With that in mind, the industry is targeting isotropic ALE for next-generation nanosheet FET transistors at 3nm and/or 2nm. A nanosheet FET is a finFET on its side with a gate wrapped around it.

In a simple process flow, a nanosheet FET starts with the formation of a super-lattice structure on a substrate. This structure consists of alternating layers of silicon-germanium (SiGe) and silicon on the substrate.

Then, vertical fins are formed in the super-lattice structure, followed by the development of inner spacers. In this step, the outer portions of the SiGe layers in the super-lattice structure are recessed using an isotropic etch technique. This is an extremely difficult process.

However, IBM and TEL recently described a etch technique for this application. This involves a horizontal isotropic SiGe dry etch technique with a 150:1 aspect ratio.
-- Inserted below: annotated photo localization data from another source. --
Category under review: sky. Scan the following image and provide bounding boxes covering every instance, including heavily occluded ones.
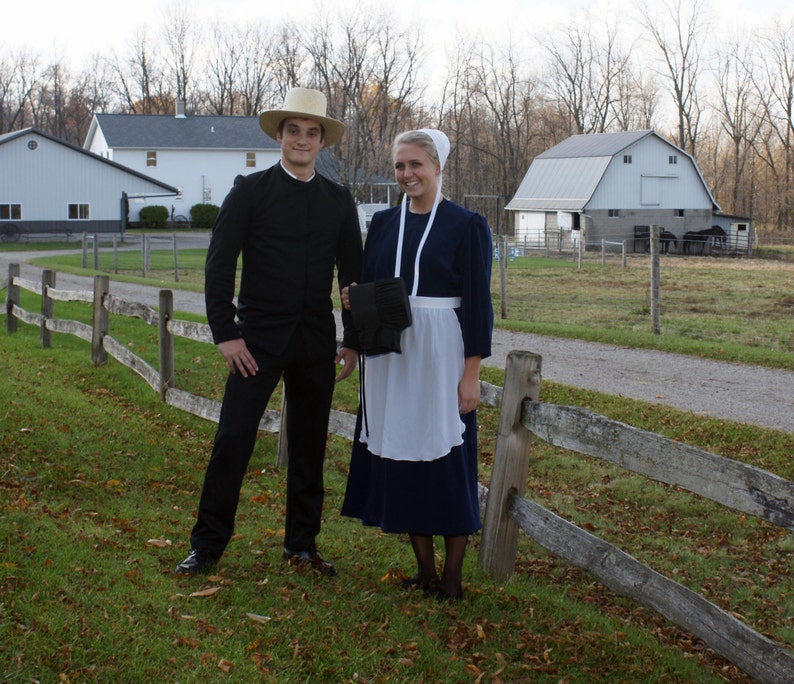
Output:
[3,0,794,69]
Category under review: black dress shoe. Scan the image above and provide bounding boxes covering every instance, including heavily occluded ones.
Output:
[282,546,337,577]
[174,549,219,575]
[400,573,423,590]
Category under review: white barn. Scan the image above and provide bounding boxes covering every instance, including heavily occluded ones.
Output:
[84,103,283,224]
[506,130,721,253]
[0,127,177,241]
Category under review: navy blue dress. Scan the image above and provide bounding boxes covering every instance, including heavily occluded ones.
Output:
[341,199,493,535]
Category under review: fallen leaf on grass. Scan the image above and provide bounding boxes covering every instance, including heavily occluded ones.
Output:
[380,567,406,584]
[146,538,172,548]
[190,586,222,598]
[246,612,272,624]
[218,659,234,673]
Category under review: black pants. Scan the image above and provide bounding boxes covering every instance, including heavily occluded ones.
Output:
[190,335,336,557]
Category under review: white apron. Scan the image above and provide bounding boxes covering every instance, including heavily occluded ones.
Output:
[359,296,464,461]
[358,191,466,461]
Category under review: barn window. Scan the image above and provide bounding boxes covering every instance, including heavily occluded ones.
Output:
[68,203,90,220]
[146,151,157,167]
[669,155,678,164]
[623,155,632,164]
[608,209,620,218]
[246,152,257,168]
[674,209,685,217]
[0,203,22,220]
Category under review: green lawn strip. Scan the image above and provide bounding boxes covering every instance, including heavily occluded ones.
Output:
[1,320,790,682]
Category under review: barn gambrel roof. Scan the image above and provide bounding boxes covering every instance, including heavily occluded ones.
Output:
[506,130,719,213]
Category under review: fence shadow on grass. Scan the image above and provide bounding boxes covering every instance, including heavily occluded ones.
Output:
[5,264,794,684]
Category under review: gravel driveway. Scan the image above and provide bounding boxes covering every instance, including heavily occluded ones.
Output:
[3,242,792,434]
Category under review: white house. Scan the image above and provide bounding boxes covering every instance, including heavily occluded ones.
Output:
[84,103,283,224]
[506,130,722,252]
[0,127,178,241]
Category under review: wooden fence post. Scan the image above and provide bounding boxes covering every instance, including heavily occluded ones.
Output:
[158,289,175,401]
[650,224,661,335]
[499,234,507,319]
[6,263,19,334]
[172,234,179,282]
[479,350,542,581]
[92,275,109,366]
[41,269,55,349]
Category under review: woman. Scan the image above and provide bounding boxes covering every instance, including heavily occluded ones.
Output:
[341,129,493,600]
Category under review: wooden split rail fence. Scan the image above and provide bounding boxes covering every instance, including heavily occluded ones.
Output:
[5,264,794,684]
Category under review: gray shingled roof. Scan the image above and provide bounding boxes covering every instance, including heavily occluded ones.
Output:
[93,113,280,150]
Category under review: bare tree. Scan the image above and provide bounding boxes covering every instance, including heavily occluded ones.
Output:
[160,2,199,107]
[750,19,794,229]
[637,0,709,156]
[612,68,660,131]
[540,13,634,135]
[203,20,283,116]
[439,33,544,232]
[111,27,172,114]
[0,48,43,133]
[300,7,425,200]
[713,41,762,216]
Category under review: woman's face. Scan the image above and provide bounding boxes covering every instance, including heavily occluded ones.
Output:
[393,143,440,207]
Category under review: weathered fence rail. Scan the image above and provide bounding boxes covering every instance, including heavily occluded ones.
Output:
[5,264,794,684]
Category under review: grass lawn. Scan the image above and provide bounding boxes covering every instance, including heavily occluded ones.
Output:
[1,290,792,682]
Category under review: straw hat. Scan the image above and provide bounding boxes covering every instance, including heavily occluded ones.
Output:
[259,87,345,147]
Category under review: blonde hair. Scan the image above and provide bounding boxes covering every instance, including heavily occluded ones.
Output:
[392,130,440,166]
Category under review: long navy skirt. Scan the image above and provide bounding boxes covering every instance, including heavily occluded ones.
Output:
[340,409,482,536]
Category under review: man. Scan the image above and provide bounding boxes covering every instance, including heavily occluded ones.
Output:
[175,87,362,577]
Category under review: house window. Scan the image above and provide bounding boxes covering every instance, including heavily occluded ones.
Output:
[0,203,22,220]
[68,203,90,220]
[623,155,632,164]
[608,209,620,218]
[246,152,256,168]
[669,155,678,164]
[146,151,157,167]
[674,209,685,217]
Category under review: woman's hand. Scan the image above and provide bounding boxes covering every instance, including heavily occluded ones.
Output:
[458,356,482,414]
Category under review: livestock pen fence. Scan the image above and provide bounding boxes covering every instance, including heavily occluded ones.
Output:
[5,263,794,684]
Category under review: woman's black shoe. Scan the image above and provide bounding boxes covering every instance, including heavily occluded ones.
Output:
[430,585,464,602]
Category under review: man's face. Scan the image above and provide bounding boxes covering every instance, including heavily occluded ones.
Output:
[277,117,325,172]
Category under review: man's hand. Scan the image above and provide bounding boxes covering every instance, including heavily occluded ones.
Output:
[335,346,359,382]
[218,338,258,378]
[340,283,357,311]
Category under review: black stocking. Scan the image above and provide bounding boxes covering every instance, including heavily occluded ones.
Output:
[408,534,438,589]
[439,535,468,598]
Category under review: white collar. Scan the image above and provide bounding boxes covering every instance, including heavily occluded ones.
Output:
[280,161,315,183]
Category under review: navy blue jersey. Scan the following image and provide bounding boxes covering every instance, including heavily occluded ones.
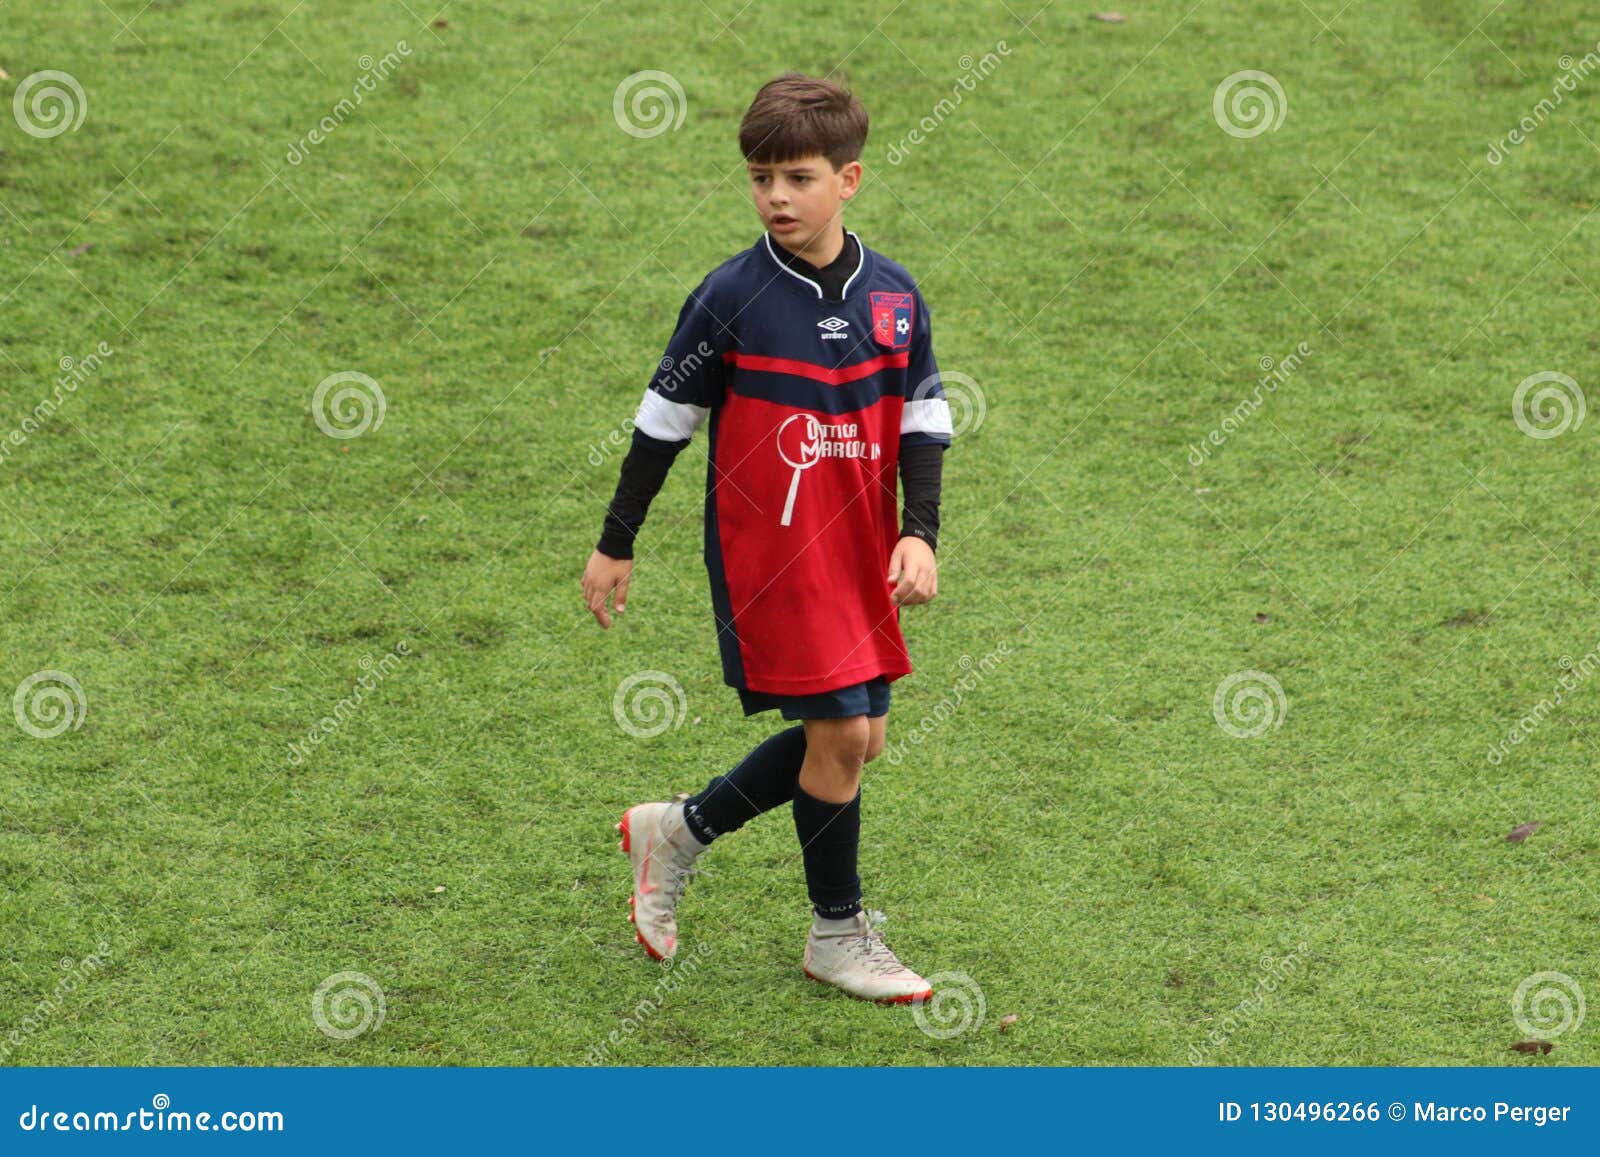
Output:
[631,231,954,695]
Meanwhile, at ALD/ALE 2020, the University of Delaware presented a paper on the use of thermal ALE for metals and alloys, namely cobalt, iron and CoFeB (cobalt-iron-boron). CoFeB is of interest because it is used to form the magnetic tunnel junction (MTJ) stack in a next-generation memory technology called STT-MRAM.

“The nature of these materials is such that one of the chemical steps in their ALE has to be controlled kinetically to achieve a true ALE regime, which we have shown by combining surface chlorination and reactions of chlorinated surfaces with diketones,” said Andrew Teplyakov, a professor at the University of Delaware. “However, in order for the processing conditions to be selected for combined alloyed metals, the mechanism of the etching has to be understood.”

Recently, researchers have uncovered the basic reasoning behind the mechanisms here. “For the applications including MTJ, ALE is promising because it’s an effective and precise method to remove the material, and because the process does not increase (and actually decreases) surface roughness,” Teplyakov said.

Also at the conference, CU presented a paper on thermal ALE for a tantalum-oxide (Ta2O5) compound and tantalum-nitride (TaN). The goal is to use Ta2O5 and TaN for metal gates. Ta2O5 is a useful dielectric material.

Still, thermal ALE for metals is challenging. “Selectivity is challenging because metal precursors are needed that will produce stable and volatile products of one material during ligand-exchange,” CU’s George said. “However, similar ligand-exchange reactions are not desired for other surrounding materials. Knowledge of which metal precursors will produce the desired stable and volatile products by ligand-exchange reactions require a broad understanding of chemistry.”

ALE is definitely a technology to watch. It could help enable next-generation logic and memory chips, not to mention other technologies.

Based on the challenges with these and other chips, chipmakers need all the help they can get.